There is no possibility of reducing the existing anarchy in production and distribution to order by anything short of this collective ownership of the great means and instruments of production and distribution. This inevitably involves the overthrow of private property or company ownership of those great means and instruments of creating and distributing wealth. And this again carries with it the disappearance of the class State, and the establishment of an organised communism in which private ownership will be confined within the narrowest possible limits.

Those who talk of “Municipal Socialism” as if it were possible to segregate mankind into petty little units with no power to regulate the general production, first nationally and then internationally, overlook the most striking features of the economic development which is going on around them. In like manner, the proposal to ameliorate existing conditions by taxation of rent, disregards the truth that modern rents presuppose the existence of competition and take for granted that capitalist supremacy, which such taxation, even were it possible to carry it into effect, would leave untouched.

Mere palliatives, such as those which have been advocated for years by the Social-Democratic Federation, and are now being adopted in some shape by both the existing capitalist political factions, are, after all, but palliatives; although the men who have been most active in championing them, have carried on this “practical” propaganda with the direct object of preparing the way to a complete and, if possible, peaceful transformation. But wage-slaves under better conditions remain wage-slaves still; and the causes of the economic and class antagonism remain untouched by any half-measures. No improvements of the capitalist system of production can change or seriously modify the bitter struggle which must go on so long as that system endures in any shape.

The time is coming when the expropriators will be themselves expropriated, and it is for the rising generation of Englishmen to decide whether in this country the substitution of organised co-operation for anarchical competition shall be brought about consciously and peacefully, or unconsciously and forcibly. The next commercial crisis, which all careful observers can easily detect is approaching, will, by reason of the tremendous scale on which production is now carried on in every civilised country, be worse than any yet experienced. The issue of one pound notes in such circumstances is, indeed, to administer a pill to an earthquake. Such an issue can no more prevent a commercial crisis in the nineties than a similar issue did in the twenties; and Mr. Goschen’s proposal will probably be referred to in time to come as a remarkable instance of the incapacity of our ablest financiers to reason outside of the limited and vicious circle of capitalist finance.

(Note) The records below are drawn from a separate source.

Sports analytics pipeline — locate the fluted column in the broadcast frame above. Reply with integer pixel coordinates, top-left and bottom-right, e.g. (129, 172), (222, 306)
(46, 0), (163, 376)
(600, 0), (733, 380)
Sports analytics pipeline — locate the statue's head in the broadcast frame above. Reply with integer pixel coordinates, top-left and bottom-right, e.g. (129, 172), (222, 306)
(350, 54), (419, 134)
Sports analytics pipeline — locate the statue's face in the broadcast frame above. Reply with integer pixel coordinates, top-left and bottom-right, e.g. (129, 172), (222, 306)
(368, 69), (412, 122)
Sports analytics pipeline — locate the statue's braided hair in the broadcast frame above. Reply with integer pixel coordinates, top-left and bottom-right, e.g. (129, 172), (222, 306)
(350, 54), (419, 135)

Nine recognised commercial crises in this nineteenth century, all deeply affecting the welfare of Great Britain and other civilised countries, and each in succession having a more enduring influence for evil than its forerunner, must surely prove to every one who is not blinded by his own supposed interests that capitalism has outlived its usefulness, and must be replaced by another and higher form of industrial and social organisation. After such terrible warnings, to refuse to examine into facts, and to proceed farther on the happy-go-lucky principle of awaiting “pressure from without,” is only to court that disaster which pessimists declare is inevitable, do what we may.